The works on display carry the sharpness of printmaking. Some pieces use human figures, hands, animals, rural symbols, and repeated patterns. Others move towards darker, more fragmented visuals. Each artwork tells the story of the people and their history. While some works show the fighters of our nation, some show the sacrifice and struggles of our mothers. The pieces are filled with elements that belong to us—like the diversity of our seasons or our heritage symbol Rickshaw. 

Legendary artists like SM Sultan and Kamrul Hasan, whose art represented local visuals, or Zainul Abedin, whose sketches about famine forebode the collapse of agrarian society and the criticism of inevitable city-centred modernism, already carried this visual language.

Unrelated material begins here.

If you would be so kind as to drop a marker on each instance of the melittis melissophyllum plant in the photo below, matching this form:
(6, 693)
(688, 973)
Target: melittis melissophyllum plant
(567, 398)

Their works showed that art could speak about people, land, hunger, labour, and identity without needing to borrow its voice from elsewhere.

In that sense, “Baakmuhurto” continues a much older conversation. It paints a picture of the desire to create a shared space for navigating different artistic positions developed from within the same postcolonial condition. The exhibition does not treat printmaking merely as a medium. Here, printmaking is not just a technique, but a way of thinking, questioning, and transforming.

If this collective engagement succeeds in initiating even a subtle shift in our artistic positions and methods, then the title “Baakmuhurto” may continue to hold relevance as a true turning moment into the future.